The former owner of an auto repair shop was asked to vacate the premises after his landlord died.  Following, he was sued for causing environmental damage on the property.  He asked his insurance company to provide him with a defense.  First they denied he had a policy, and then, after admitting such a policy existed, they inundated him with burdensome and harassing requests for information with which he could not comply.  After denial of the claim, Mr. Vann sued for bad faith and the jury agreed.  Traveler's Insurance Company appealed

all the way up to the U.S. Supreme Court were unsuccessful. 

Ceimo v. Paul Revere Insurance Company

Jury Award: $84.4 million

A jury found that the insurance company committed bad faith when it wrongfully denied disability benefits to a cardiologist in violation of the insurance policy and without a reasonable or proper investigation.  The jury awarded $5.4 million for pain, suffering, and emotional distress, and $79 million for punitive damages.

Fox v. Health Net

Jury Award: $89.3 million

In a case involving a health insurance company denying critical medical care to a patient, the jury awarded $89.3 million to the family of a woman whose health maintenance organization (HMO) refused to pay for a new break-through medical treatment that virtually all of  her physicians agreed was necessary and critical to treat her breast cancer. Without that treatment, the woman eventually died. 

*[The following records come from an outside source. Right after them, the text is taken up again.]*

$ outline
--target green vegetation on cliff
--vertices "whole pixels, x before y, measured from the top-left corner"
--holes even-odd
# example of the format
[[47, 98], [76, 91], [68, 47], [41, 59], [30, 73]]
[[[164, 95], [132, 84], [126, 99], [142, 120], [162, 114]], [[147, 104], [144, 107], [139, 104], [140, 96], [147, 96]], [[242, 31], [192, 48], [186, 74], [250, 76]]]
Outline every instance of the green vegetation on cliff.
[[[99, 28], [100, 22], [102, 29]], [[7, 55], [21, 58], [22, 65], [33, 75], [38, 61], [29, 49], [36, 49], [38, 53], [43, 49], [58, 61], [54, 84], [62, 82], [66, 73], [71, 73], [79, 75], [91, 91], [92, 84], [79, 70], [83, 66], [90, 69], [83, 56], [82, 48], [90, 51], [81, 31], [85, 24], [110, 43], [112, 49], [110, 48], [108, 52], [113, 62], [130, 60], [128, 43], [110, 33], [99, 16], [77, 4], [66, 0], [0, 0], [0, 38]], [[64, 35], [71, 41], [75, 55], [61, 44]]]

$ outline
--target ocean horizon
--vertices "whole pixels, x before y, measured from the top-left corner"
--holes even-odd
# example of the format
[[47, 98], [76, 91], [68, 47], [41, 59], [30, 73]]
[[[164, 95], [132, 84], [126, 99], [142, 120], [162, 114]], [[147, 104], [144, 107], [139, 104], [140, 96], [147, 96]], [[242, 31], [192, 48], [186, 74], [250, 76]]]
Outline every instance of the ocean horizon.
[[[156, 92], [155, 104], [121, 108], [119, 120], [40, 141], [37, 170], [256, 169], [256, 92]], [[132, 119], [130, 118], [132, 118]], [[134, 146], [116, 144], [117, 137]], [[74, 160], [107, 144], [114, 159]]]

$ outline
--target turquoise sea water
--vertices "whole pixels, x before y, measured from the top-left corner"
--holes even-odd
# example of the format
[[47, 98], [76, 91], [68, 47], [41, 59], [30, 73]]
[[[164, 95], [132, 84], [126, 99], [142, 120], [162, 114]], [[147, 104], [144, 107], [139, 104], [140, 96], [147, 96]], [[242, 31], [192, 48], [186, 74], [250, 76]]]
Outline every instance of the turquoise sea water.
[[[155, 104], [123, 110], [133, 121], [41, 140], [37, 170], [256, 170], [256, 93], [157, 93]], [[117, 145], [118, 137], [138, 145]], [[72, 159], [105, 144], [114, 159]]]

The award, one of the largest in the country involving the denial of medical care by an insurance company, sent a strong message throughout the health insurance industry, which has always put profits over people and has devised numerous ways to deny coverage for costly treatment  and therapies, which the health insurance companies claim is "experimental" in order to deny coverage.  

 

Women's health advocates, who say, with strong support from numerous physicians and medical associations, that patients with an otherwise difficult diagnosis and prognosis deserve access to new and promising treatment, praised the jury award. 

The jury awarded the Plaintiffs $12.3 million in compensatory damages and $77 million in punitive damages, which was upheld on appeal.